Decided: July 15, 2016

Kathrine Clark appeals pro se from an order of the Chatham County Superior Court granting Ricky G. Rau's petition for modification of custody and child support. No transcript is included in the record, and while the hearing at issue was reported, it does not appear that it was transcribed.1 Moreover, Clark's appellate brief is inadequate either to enumerate the errors she contends were made below, or to support them with argument and citation of authority as required by this court's rules.
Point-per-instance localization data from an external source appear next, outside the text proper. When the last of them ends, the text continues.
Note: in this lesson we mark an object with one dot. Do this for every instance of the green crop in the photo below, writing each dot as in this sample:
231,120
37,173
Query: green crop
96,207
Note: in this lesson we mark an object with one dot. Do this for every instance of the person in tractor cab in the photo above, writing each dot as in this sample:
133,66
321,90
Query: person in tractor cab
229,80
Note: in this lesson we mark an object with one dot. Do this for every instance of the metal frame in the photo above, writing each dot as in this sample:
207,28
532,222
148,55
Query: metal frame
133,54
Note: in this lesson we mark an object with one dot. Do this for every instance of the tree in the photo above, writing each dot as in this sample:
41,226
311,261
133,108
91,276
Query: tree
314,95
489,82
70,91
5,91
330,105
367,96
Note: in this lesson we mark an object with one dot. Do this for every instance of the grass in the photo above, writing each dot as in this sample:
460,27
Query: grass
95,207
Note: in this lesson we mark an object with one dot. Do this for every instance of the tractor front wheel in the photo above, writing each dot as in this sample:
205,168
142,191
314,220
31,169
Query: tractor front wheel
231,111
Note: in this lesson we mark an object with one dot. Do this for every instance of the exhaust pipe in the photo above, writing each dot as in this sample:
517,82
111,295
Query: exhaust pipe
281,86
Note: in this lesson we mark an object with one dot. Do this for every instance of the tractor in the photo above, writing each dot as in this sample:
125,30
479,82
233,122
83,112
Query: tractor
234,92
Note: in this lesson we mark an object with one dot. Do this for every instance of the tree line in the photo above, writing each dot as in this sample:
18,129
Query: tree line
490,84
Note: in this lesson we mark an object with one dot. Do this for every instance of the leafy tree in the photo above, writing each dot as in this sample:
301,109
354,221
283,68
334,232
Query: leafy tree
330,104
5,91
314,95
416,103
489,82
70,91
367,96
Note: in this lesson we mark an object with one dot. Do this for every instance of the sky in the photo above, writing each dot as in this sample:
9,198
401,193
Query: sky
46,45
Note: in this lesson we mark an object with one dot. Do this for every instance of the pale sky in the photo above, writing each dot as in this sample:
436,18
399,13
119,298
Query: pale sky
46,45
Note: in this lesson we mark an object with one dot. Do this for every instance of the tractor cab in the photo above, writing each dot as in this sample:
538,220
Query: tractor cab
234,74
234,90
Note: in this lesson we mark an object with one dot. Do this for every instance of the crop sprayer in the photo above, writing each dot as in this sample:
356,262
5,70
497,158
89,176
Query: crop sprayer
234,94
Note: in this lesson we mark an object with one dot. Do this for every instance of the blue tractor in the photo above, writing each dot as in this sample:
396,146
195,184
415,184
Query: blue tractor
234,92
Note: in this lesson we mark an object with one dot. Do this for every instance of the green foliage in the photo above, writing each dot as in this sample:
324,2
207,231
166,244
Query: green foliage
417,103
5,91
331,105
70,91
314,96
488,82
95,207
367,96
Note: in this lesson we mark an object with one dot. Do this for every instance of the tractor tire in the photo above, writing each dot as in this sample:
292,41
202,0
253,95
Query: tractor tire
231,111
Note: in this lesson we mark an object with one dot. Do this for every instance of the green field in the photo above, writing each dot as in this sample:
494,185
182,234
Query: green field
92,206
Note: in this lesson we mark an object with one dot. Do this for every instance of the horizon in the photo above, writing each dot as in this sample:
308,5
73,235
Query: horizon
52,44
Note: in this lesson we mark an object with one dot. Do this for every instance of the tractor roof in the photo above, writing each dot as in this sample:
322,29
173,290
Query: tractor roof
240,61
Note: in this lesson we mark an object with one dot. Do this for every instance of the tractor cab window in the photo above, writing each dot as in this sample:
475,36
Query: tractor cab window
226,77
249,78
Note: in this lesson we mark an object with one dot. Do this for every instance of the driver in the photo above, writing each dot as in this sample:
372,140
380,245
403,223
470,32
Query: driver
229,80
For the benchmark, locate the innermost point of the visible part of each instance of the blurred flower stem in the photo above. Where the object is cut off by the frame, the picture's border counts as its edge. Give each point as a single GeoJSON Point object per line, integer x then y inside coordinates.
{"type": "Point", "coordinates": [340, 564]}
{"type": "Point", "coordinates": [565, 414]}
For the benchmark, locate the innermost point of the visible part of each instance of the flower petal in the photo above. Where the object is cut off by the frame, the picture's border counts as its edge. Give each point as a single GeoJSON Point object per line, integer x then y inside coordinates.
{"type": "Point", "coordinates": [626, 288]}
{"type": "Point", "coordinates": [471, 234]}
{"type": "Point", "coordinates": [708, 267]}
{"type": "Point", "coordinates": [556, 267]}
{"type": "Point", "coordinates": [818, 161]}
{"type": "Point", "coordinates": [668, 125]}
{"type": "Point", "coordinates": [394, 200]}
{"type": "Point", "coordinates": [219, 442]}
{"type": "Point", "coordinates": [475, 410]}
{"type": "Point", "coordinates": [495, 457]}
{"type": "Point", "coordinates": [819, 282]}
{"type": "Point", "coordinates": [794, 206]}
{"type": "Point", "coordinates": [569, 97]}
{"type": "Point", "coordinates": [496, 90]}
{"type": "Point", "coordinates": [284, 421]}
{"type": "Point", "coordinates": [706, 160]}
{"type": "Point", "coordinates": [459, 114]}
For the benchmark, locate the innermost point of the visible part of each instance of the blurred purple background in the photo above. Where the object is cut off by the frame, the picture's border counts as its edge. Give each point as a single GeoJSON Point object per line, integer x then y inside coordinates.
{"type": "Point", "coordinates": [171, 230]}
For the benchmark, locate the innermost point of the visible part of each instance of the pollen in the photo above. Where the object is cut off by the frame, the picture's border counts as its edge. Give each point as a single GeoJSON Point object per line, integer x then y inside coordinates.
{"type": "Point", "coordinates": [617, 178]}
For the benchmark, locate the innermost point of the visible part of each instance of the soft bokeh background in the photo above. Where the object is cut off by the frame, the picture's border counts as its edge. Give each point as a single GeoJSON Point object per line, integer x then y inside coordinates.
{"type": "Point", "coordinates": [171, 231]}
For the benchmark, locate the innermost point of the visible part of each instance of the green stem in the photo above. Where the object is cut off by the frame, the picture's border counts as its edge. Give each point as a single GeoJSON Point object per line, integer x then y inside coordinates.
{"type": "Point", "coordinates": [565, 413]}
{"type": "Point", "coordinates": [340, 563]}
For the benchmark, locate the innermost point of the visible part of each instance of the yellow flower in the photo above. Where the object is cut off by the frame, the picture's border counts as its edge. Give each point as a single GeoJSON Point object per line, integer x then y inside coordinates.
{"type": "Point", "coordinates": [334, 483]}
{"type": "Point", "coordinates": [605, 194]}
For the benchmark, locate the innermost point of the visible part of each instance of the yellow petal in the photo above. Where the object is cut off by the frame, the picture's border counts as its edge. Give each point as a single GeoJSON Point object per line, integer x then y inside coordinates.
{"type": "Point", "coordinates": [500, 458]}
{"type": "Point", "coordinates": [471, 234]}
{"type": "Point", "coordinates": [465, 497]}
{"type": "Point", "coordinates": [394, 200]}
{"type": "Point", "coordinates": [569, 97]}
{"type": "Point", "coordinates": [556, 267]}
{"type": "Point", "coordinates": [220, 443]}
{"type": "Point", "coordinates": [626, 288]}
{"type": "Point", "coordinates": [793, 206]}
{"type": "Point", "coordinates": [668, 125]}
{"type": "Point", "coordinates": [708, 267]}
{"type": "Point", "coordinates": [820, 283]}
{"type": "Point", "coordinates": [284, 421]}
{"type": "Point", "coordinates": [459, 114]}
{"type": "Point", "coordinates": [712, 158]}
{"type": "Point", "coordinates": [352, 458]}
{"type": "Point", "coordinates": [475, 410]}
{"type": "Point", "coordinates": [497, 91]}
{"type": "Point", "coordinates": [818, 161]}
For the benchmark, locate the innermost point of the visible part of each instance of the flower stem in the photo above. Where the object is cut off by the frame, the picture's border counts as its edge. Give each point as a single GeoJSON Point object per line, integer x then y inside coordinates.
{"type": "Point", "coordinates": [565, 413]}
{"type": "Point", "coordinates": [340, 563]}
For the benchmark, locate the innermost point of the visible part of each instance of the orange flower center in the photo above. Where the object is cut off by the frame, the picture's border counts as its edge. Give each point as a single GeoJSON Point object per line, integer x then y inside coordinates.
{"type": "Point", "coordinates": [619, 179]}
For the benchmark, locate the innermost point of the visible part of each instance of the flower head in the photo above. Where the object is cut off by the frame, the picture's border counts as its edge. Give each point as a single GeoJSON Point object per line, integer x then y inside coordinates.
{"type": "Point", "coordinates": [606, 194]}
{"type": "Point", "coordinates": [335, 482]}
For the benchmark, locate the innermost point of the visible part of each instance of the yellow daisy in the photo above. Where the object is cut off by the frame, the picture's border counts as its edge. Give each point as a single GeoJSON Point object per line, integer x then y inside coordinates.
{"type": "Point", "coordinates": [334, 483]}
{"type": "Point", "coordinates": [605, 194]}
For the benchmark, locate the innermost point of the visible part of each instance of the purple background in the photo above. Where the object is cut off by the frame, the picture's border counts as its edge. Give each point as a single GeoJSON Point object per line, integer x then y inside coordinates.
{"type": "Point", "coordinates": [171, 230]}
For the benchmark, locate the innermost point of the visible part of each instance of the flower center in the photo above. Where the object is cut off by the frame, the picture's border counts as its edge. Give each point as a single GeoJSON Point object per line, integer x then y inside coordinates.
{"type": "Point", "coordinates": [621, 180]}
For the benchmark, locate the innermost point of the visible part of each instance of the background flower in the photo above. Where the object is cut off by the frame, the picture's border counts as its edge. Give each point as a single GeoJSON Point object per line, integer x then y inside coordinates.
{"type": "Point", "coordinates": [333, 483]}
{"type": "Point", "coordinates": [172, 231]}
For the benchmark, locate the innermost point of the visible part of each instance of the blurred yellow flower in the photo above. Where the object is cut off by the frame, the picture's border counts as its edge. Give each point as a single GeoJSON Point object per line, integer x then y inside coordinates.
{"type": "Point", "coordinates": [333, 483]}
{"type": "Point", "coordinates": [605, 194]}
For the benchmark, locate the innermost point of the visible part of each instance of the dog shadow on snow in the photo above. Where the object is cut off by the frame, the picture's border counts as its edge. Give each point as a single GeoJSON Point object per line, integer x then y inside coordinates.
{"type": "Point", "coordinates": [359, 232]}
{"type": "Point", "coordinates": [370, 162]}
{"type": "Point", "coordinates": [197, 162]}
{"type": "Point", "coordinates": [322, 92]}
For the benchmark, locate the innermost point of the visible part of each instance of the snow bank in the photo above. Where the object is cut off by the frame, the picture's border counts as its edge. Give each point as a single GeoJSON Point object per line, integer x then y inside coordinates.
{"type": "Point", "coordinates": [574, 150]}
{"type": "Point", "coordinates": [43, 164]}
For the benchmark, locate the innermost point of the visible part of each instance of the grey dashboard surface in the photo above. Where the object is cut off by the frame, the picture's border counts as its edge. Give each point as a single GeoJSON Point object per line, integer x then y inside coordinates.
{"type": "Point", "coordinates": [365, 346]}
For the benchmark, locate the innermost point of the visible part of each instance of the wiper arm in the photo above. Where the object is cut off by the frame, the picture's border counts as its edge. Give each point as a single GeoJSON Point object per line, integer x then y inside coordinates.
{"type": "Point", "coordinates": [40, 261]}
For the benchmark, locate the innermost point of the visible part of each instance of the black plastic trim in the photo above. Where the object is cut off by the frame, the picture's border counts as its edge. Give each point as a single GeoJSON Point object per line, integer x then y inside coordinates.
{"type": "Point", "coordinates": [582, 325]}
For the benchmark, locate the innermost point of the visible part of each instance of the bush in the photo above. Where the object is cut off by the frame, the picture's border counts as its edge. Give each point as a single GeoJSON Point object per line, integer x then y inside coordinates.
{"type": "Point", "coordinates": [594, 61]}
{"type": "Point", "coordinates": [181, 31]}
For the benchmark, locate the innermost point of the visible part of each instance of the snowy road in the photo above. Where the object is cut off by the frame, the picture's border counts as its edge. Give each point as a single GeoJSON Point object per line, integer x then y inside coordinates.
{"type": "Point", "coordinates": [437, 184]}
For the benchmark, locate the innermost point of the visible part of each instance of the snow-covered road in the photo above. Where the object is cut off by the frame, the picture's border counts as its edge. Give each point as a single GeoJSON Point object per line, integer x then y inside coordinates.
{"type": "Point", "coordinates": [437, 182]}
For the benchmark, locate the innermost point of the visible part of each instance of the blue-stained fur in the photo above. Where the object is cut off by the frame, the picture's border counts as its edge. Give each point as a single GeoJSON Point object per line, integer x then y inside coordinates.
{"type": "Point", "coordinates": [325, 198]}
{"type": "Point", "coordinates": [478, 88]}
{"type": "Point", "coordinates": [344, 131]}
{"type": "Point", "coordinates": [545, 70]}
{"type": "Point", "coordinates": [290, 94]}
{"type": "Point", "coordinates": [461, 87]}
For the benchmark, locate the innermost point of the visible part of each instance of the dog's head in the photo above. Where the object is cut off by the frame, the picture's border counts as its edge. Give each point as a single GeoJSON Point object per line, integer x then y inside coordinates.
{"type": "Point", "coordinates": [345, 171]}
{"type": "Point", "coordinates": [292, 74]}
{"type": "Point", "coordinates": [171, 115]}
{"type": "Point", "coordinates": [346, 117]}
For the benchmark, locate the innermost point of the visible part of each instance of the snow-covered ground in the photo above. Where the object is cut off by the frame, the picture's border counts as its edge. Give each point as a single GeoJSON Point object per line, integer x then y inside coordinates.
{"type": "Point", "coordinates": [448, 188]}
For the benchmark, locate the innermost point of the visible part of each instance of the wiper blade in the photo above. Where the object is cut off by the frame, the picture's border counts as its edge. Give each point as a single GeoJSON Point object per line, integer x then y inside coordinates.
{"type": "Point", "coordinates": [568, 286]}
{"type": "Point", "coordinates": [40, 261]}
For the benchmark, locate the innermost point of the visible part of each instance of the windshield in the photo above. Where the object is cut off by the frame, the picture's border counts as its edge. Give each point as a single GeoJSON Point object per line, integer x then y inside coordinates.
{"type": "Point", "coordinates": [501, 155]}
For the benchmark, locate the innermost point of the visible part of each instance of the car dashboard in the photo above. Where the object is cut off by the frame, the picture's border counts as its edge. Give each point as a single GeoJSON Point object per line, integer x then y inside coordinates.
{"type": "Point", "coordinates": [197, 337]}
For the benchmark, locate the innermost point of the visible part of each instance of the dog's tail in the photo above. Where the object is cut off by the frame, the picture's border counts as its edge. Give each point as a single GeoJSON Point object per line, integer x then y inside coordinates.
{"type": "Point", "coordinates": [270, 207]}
In these circumstances, we must presume the regularity of the judicial proceedings below and affirm the judgment of the trial court.

Clark and Rau are the parents of three minor children: sixteen-year-old B. C., fifteen-year-old V. C., and twelve-year-old K. C. On October 16, 2013, the Superior Court of Chatham County entered an order of legitimation, custody, and child support in which Clark and Rau were granted joint legal custody of the children, with Clark having primary physical custody of B. C., Rau having primary physical custody of K. C., and the couple sharing joint physical custody of V. C. On March 7, 2014, Rau filed a petition for modification of custody and child support in which he alleged circumstances materially affecting the welfare of the children, including that Clark was not exercising the joint physical custody arrangement and allowing him physical custody of V. C., that she was not exercising the custodial arrangements with the other children, and that she had failed to provide a suitable furnished residence for the children. Following a bench trial on the petition, the trial court awarded Rau sole legal and physical custody of his three minor children. This appeal followed.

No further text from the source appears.